Saturday, May 19, 2012

Sometimes I feel so two-faced.  So caught between two realities.  Mine and the one I have seen and continue to imagine that goes on in countless lives across the globe.  I want new bathroom fixtures, and living room flooring, to upgrade and get caught up in the home improvement and decor obsession our society has, to make things look more beautiful.  But on the other side of my mind, my other face, I ache at seeing homeless children starving, kids with no shoes begging for a chance to go to school, to have a family.  I want to provide all the best opportunities for my children, that they are well-educated and well-rounded, well-read, involved in sports and music and good Christian service opportunities.  And yet on the other side of the world, or maybe on the other side of my city, there is a child who would pray for one opportunity, or just supper.  They have an unimaginable world, a painful daily existence.

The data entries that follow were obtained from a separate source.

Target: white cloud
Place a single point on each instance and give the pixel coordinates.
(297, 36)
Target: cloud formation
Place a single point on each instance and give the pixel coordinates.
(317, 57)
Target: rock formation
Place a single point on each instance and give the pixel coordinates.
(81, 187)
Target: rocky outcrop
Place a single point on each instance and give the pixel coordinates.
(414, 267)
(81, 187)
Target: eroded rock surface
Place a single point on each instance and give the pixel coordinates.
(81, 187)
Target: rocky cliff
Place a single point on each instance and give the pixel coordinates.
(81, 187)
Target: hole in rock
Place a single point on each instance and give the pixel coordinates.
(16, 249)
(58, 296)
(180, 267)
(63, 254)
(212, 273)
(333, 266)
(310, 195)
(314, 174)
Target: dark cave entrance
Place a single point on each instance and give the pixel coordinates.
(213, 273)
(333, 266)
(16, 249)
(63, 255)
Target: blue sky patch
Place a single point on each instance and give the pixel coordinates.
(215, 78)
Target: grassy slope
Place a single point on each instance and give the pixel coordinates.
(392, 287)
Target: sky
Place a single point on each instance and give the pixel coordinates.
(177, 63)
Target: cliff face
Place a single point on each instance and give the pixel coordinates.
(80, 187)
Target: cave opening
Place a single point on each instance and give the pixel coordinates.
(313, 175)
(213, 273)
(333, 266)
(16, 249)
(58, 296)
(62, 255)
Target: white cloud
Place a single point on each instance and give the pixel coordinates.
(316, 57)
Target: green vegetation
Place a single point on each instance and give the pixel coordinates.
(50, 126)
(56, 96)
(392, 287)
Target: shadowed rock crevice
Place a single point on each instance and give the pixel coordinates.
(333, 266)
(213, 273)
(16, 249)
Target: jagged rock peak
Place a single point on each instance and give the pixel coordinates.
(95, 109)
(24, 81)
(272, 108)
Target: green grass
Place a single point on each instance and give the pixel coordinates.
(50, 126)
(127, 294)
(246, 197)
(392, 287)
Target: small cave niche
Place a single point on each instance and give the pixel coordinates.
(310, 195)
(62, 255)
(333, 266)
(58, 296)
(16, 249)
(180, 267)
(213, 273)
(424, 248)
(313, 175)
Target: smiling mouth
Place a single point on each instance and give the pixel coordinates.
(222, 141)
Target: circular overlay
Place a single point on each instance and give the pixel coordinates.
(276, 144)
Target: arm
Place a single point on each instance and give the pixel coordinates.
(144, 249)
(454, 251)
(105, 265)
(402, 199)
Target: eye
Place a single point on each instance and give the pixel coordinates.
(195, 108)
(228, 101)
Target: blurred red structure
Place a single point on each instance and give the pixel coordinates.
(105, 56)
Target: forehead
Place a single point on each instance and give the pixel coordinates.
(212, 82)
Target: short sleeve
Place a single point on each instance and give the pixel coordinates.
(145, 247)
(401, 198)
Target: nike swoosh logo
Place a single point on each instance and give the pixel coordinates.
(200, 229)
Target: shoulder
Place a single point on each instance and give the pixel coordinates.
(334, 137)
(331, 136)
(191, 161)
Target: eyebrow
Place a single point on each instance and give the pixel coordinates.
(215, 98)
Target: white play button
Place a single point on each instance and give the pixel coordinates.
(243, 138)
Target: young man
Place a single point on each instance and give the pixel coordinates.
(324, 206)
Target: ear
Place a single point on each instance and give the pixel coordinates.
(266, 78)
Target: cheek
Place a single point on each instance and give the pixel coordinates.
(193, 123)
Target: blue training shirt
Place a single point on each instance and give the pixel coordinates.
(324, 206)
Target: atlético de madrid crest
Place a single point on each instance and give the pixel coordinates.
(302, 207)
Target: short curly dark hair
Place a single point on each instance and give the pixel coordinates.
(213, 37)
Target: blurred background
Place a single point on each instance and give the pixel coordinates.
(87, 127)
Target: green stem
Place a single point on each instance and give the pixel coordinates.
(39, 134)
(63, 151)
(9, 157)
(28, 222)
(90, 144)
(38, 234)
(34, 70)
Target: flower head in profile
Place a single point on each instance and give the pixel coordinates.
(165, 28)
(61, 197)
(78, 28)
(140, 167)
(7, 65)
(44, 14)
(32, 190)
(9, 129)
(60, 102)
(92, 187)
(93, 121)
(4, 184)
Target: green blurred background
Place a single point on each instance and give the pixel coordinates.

How can I even care for the things I have to deal with every day in this world?  Or be wanting of more? ... When  I remember holding a dying child, a mother's heart breaking because of something so simple as clean water.  My mind, my heart, my day gets caught up in my tasks and my family's needs, and their pain doesn't negate the need for what I have to do here, or the joy I can find in planting annuals and making my yard a little more lovely.  But I feel two-faced, torn between trying to creating a middle place for these 2 things to exist.  Does it matter that I think of them and care?  Or say a prayer?  Should I care less for what is in front of me because we are so full and they are not?  I still sit in my comfortable living room and still complain, about getting groceries that I can afford.  Why was I chosen to be born here, to win the life lottery?

And yet meeting some in that poverty, they have something we don't.  Yes they are poor, but they have more community, more faith, more need to rely on a God that is so much bigger than they are.  And I can carry on in my self sufficient bubble if I choose to, barely needing to beg for something from God.  Except HIS MERCY, to save me from myself.  HIS GRACE, the need to be completely loved and fulfilled by the joy and peace I can only get from being in HIS PRESENCE.

I can't get that part of Africa out me.  Once you've been somewhere, felt something, it becomes a part of who you are.  But sometimes it feels so caught in between. So big, that how can one person make a difference?  But I see it and read stories of people who are, and want to be one of those people.